Objectives: To (a) quantify current type 2 diabetes control rates for A1c, blood pressure, and lipids and (b) model the impact of scenarios for better control of these metrics on diabetes complication rates and complication costs in people with diabetes in commercially insured and Medicare populations.
Methods: 858 adults with commercial (n = 392) or Medicare (n = 466) coverage and type 2 diabetes were identified from approximately 10,000 individuals in the National Health and Nutrition Examination Survey (NHANES; combined series 2005-2006 and 2007-2008). Based on each individual's risk factors, the United Kingdom Prospective Diabetes Study modeling tool was used to project rates of 7 diabetes complications under status quo A1c, blood pressure, and lipid levels and complication rates under better management. Three improved management scenarios were created to model the impact of better control in all commercially insured and Medicare individuals with type 2 diabetes who had A1c, blood pressure, or lipids not at goal and in a subset of individuals whose A1c levels were ≥ 7%, with or without blood pressure or lipids not at goal. Thomson Reuters MarketScan Commercial Claims and Encounters Database (2006-2009) and Medicare 5% sample data (2006-2009), including the eligibility data for each, were used to develop both the average annual costs and per-patient-per-month (PPPM) costs, adjusted to 2012 dollars, in commercially insured and Medicare fee-for-service patients with diabetes and the cost of diabetes-related complications to monetize the impact of reducing complications.
Results: Analysis of NHANES data showed that type 2 diabetes prevalence is 6.1% in commercially insured individuals aged 20 to 64 years and 19.4% in Medicare beneficiaries aged 65 years and older. Of patients with type 2 diabetes, 47% of commercially insured patients and 38% of Medicare patients were found to have A1c ≥ 7%. With improved control of A1c, blood pressure, and lipid levels that were not at goal, as modeled in 3 management scenarios, reductions in the probability of complications across all patients with diabetes ranged from 43% to 67% in the commercial population and 28% to 49% in the Medicare population. The cost savings effect from reduced complications across all patients with diabetes ranged from $67 to $105 PPPM in the commercial population and $99 to $158 in the Medicare population. The high end of this savings range yielded a reduction of about 10% in total costs when compared with an average of $1,090 PPPM in commercially insured patients with diabetes and an average of $1,565 PPPM in Medicare patients with diabetes derived from large claims databases, both in projected 2012 dollars.

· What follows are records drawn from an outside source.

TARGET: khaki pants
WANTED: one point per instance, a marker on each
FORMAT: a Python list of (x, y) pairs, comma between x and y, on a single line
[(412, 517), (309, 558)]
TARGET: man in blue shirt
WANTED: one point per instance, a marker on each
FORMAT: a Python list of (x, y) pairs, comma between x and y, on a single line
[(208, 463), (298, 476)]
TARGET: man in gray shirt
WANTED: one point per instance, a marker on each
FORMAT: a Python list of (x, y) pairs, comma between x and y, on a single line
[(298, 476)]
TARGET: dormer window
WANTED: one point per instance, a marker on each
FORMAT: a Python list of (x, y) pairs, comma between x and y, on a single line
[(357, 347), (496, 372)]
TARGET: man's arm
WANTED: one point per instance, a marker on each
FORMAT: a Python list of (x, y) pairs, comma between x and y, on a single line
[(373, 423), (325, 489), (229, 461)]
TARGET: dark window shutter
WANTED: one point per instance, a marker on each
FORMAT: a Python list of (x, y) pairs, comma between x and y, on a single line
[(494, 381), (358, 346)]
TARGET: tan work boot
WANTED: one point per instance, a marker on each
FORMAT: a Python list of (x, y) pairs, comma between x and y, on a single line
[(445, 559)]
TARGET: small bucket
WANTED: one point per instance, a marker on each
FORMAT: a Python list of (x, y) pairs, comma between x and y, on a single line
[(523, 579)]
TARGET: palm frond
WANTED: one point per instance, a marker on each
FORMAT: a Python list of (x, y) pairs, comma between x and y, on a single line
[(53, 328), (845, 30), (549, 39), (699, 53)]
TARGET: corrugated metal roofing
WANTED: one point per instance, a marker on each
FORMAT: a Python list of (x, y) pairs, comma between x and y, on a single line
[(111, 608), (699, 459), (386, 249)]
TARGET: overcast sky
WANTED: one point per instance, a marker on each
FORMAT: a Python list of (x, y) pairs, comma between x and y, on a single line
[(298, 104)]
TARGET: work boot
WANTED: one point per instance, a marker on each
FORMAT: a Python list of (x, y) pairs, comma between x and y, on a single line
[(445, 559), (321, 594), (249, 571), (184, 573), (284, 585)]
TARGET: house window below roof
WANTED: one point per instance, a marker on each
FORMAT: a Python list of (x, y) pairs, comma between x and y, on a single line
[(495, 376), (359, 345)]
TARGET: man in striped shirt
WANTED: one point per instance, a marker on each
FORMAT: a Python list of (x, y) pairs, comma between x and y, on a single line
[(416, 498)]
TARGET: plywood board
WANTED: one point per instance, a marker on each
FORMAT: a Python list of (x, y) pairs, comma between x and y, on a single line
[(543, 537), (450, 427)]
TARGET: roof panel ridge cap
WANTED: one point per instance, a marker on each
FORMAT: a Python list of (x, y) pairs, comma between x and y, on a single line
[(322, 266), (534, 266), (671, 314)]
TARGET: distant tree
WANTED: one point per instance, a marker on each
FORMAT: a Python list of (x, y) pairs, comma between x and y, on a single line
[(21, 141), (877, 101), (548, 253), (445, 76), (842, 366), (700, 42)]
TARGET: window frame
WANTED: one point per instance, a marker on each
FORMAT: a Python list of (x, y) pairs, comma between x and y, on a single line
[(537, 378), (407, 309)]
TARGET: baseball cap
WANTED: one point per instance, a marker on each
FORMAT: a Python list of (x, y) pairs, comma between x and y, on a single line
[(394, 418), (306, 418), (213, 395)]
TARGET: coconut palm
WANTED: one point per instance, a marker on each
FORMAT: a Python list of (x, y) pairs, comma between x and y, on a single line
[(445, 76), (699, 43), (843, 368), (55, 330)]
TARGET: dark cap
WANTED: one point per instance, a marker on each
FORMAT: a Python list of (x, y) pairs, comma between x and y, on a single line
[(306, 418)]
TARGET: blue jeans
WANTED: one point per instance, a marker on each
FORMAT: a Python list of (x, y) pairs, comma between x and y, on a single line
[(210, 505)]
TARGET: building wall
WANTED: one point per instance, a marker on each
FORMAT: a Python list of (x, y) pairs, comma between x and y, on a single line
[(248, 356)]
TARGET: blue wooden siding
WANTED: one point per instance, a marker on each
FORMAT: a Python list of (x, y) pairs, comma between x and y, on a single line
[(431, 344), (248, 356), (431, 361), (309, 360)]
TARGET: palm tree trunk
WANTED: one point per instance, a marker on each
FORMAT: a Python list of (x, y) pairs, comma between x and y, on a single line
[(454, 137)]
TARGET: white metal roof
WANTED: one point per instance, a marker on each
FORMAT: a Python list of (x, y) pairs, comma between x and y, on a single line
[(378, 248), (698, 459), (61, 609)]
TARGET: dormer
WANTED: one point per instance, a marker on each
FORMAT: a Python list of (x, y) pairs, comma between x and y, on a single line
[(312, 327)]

Conclusion: Results of this analysis suggest that better control of A1c, blood pressure, and lipids is associated with savings opportunities in commercially insured and Medicare patients with type 2 diabetes. A focus on only patients with uncontrolled A1c offers a somewhat higher per-patient cost reduction than for all uncontrolled diabetes patients but greatly diminishes the number of targeted patients.